Los sacerdotes etruscos descifraban la voluntad divina que se expresaba a través del hígado de las víctimas inmoladas, de los truenos, de los relámpagos... Su prestigio en el arte de la adivinación no sólo se mantuvo bajo el dominio romano sino que, además, gozaban de una extraordinaria credibilidad. Resulta anecdótico y sorprendente que todavía en el siglo V d.C., ante la amenaza de la entrada en Roma de Atila y sus tropas, el Senado de la ciudad hiciera llamar a los arúspices etruscos para cerciorarse de la situación o conjurar el peligro.
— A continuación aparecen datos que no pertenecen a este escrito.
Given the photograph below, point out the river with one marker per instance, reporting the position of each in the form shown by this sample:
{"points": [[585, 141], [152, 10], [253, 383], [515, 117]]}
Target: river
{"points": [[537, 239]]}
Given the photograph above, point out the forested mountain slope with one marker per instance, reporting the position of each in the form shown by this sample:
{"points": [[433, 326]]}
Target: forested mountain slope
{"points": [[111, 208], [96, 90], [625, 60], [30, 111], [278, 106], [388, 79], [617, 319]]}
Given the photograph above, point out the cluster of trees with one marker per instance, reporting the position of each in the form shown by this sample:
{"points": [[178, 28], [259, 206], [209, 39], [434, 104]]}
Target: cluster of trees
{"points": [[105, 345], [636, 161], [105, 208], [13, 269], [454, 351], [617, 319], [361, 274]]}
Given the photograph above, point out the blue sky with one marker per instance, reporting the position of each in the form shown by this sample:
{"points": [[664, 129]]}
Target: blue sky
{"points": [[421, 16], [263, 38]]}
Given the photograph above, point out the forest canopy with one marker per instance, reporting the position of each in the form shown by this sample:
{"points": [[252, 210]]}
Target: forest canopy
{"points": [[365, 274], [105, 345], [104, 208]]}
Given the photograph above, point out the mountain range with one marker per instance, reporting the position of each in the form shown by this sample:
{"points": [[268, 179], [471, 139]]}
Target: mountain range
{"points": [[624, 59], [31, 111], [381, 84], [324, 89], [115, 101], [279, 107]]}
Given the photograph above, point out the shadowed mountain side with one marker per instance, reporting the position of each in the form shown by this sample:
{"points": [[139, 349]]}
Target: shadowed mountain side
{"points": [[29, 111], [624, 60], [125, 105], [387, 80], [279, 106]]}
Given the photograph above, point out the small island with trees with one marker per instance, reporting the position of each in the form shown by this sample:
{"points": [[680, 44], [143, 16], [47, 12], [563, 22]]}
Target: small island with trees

Durante bastante tiempo, la mayoría de los historiadores han considerado a Roma una ciudad etrusca, fundada por los propios etruscos o dominada políticamente durante la última fase monárquica, la coincidente con los tres reyes etruscos. Hoy en día, la posibilidad de que Roma fuera fundada por los etruscos cuenta con muy pocos seguidores. Entre otras razones porque Roma fue el resultado de un proceso de unificación de los habitantes de las colinas y no de una fundación predeterminada y llevada a cabo en un plazo concreto. Además, la latinidad lingüística de los romanos parece decisiva a la hora de probar la existencia de una ciudad independiente étnica y políticamente.
Es cierto que los etruscos ejercieron una enorme influencia en la Roma arcaica: ofrecieron modelos organizativos -al igual que los griegos- más avanzados, proporcionaron grupos de artesanos y comerciantes que se asentaron en Roma formando un barrio etrusco y algunas ricas familias etruscas -como la de los Tarquinios- emigraron y se instalaron en Roma. Tales influjos fueron importantes para la Roma arcaica pero, ciertamente, Etruria no fue un agente decisivo en la creación de la ciudad de Roma.